Client Connection Recovery and Failover

RabbitMQ client recovery is an application responsibility. The broker can accept reconnections, but the application still needs appropriate endpoint selection, retries, acknowledgements, and idempotency behavior.

Use this guide to harden producers and consumers against node restarts, rolling upgrades, transient network failures, and site-level endpoint changes.

Design Principles

Use the following design principles for production clients:

  • Configure more than one broker address when the client library supports it.
  • Separate producer and consumer connections so one blocked flow does not affect the other.
  • Use heartbeats and reasonable connection timeouts.
  • Enable automatic recovery when the client library provides it.
  • Use publisher confirms for producers.
  • Use manual acknowledgements and idempotent processing for consumers.
  • Treat site-level failover as an application configuration change even if node-level automatic recovery is enabled.

Java Example

The RabbitMQ Java client supports automatic connection and topology recovery:

ConnectionFactory factory = new ConnectionFactory();
factory.setUsername("<username>");
factory.setPassword("<password>");
factory.setVirtualHost("/");
factory.setAutomaticRecoveryEnabled(true);
factory.setTopologyRecoveryEnabled(true);
factory.setNetworkRecoveryInterval(5000);
factory.setRequestedHeartbeat(30);
factory.setConnectionTimeout(10000);

Address[] addresses = {
    new Address("<ip-1>", <port-1>),
    new Address("<ip-2>", <port-2>),
    new Address("<ip-3>", <port-3>)
};

Connection connection = factory.newConnection(addresses);
Channel channel = connection.createChannel();
channel.confirmSelect();

Use publisher confirms on producer channels and check confirmation failures in application code.

Python Example

With pika, implement an explicit reconnect loop and recreate channels or consumers after connection failures:

import pika
import random
import time

def process_message(body):
    print(f"Processing {body!r}")

def on_message(channel, method, properties, body):
    try:
        process_message(body)
        channel.basic_ack(delivery_tag=method.delivery_tag)
    except Exception:
        channel.basic_nack(delivery_tag=method.delivery_tag, requeue=True)

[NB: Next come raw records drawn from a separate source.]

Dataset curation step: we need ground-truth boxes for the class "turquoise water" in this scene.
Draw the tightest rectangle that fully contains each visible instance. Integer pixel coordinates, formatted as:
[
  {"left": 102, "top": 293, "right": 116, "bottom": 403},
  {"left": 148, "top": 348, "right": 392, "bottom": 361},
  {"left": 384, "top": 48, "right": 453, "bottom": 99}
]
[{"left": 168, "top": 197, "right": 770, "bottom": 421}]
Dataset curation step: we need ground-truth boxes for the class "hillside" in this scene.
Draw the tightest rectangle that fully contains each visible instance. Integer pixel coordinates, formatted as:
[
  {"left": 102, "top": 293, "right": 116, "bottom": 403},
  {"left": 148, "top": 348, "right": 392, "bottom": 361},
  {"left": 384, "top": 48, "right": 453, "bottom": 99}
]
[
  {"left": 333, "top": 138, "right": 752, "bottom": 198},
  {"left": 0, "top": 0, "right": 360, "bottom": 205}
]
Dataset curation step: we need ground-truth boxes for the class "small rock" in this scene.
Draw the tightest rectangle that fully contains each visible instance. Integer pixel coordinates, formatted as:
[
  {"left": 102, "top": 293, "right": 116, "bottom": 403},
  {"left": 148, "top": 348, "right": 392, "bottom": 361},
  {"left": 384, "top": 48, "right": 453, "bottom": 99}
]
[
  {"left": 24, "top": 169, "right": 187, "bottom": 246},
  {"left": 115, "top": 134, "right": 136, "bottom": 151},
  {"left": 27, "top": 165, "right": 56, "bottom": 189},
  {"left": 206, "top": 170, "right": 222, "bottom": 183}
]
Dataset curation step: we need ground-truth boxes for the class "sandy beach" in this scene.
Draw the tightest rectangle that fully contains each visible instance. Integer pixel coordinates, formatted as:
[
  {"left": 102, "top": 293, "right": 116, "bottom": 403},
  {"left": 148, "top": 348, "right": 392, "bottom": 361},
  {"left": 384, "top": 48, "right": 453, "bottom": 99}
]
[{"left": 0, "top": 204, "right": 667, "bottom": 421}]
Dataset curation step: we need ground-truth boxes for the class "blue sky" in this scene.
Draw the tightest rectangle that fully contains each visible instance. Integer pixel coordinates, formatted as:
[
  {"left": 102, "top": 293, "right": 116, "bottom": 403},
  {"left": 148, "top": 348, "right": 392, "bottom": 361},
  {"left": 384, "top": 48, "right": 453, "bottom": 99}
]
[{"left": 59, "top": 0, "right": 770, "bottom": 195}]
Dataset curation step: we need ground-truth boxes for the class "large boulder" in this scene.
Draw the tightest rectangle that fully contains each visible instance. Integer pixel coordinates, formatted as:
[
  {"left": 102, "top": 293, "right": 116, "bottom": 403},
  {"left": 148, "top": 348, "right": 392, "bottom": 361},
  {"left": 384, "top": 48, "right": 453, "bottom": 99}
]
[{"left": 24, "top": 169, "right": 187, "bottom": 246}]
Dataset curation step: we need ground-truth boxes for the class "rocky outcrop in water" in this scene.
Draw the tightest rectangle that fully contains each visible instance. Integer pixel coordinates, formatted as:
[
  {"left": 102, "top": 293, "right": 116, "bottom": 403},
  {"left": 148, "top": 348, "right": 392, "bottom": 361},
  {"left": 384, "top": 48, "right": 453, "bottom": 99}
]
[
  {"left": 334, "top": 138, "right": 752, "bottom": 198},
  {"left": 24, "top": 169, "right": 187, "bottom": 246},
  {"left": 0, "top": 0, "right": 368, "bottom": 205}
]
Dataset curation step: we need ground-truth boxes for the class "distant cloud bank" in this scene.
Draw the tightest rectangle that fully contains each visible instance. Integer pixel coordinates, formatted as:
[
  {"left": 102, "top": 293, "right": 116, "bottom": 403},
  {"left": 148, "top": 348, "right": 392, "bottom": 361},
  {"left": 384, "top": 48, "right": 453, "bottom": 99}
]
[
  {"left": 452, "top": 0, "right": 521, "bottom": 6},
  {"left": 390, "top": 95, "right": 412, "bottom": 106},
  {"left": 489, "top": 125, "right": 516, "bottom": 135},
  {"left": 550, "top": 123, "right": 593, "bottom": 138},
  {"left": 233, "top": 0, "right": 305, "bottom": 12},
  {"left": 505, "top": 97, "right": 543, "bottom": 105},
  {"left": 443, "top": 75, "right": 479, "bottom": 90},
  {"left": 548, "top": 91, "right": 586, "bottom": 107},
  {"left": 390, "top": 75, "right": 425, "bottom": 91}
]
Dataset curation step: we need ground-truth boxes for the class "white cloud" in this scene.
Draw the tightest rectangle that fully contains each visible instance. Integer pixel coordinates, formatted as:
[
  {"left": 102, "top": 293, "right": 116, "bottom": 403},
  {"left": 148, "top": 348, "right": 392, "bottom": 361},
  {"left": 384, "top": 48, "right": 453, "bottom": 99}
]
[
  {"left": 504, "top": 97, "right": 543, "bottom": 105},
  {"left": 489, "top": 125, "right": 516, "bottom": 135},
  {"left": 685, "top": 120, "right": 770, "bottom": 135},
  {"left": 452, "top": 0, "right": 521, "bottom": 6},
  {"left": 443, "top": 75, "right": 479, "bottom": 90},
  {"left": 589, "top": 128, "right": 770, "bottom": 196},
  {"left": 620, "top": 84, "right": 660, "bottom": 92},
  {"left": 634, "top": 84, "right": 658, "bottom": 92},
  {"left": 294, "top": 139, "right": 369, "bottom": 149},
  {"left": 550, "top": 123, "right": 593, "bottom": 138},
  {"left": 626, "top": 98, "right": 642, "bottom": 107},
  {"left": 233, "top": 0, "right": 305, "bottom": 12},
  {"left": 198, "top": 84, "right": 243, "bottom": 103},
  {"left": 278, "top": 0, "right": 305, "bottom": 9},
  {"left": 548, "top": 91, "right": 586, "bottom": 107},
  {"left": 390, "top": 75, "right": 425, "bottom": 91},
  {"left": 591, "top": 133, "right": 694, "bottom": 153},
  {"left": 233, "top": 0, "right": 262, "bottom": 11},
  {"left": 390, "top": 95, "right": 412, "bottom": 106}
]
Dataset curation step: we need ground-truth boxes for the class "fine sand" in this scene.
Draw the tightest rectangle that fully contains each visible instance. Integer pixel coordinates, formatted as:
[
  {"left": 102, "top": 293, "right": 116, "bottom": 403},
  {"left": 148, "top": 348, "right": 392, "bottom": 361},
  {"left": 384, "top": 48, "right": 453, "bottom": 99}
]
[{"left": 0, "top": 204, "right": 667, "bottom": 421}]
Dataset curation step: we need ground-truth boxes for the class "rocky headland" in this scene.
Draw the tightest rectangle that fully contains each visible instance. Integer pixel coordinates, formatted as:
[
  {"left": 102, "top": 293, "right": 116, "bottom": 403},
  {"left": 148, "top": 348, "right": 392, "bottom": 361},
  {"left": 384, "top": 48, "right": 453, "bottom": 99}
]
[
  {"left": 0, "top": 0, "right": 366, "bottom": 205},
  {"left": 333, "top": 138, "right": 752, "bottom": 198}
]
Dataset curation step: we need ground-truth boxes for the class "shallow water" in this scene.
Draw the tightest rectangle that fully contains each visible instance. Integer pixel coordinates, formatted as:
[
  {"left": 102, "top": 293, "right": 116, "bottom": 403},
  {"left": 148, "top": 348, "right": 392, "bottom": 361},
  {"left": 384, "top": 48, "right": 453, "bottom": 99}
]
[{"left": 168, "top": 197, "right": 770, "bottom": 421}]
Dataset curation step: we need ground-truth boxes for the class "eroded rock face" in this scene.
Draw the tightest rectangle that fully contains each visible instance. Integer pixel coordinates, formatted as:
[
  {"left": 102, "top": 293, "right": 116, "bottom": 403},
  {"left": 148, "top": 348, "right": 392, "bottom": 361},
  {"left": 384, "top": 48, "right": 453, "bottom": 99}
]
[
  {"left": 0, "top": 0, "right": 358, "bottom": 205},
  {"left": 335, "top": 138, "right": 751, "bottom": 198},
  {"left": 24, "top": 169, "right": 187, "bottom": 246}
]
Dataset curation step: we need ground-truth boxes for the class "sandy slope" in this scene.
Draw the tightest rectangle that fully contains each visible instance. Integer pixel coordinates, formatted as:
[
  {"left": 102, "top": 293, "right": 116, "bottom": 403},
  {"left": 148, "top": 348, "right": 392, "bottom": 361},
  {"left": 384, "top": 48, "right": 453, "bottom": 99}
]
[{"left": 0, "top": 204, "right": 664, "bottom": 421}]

credentials = pika.PlainCredentials("<username>", "<password>")
endpoints = [
    pika.ConnectionParameters("<ip-1>", <port-1>, "/", credentials, heartbeat=30),
    pika.ConnectionParameters("<ip-2>", <port-2>, "/", credentials, heartbeat=30),
    pika.ConnectionParameters("<ip-3>", <port-3>, "/", credentials, heartbeat=30),
]

while True:
    try:
        random.shuffle(endpoints)
        connection = pika.BlockingConnection(endpoints)
        channel = connection.channel()
        channel.basic_qos(prefetch_count=50)
        channel.basic_consume(
            queue="orders",
            on_message_callback=on_message,
            auto_ack=False,
        )
        channel.start_consuming()
    except pika.exceptions.AMQPConnectionError:
        time.sleep(5)
        continue

If your consumer depends on declared topology, recreate or verify the topology after reconnect according to the behavior of your client library.

Endpoint Failover Strategy

Use one of the following endpoint strategies:

StrategyUse WhenNotes
Multiple broker addresses in the clientApplications can receive and rotate through several addresses.Good for node-level failover inside one cluster.
Kubernetes Service or LoadBalancer addressClients should use one stable address.Simplifies configuration, but make sure the service type matches the traffic source.
Config switch between primary and DR endpointsYou need site-level failover.Use with a documented operational runbook and application restart or reload logic.

Automatic recovery across nodes in one cluster does not automatically switch the application to a different DR site. Site failover still requires configuration, DNS, or service-discovery changes.

Verification Checklist

After you change client recovery settings, verify that:

  • The application can connect to more than one broker address.
  • Publishers use confirms and fail visibly when publishes are not accepted.
  • Consumers use manual acknowledgement and can restart cleanly.
  • The reconnect loop does not create duplicate consumer registrations.
  • TLS settings remain valid for every endpoint that the client can use.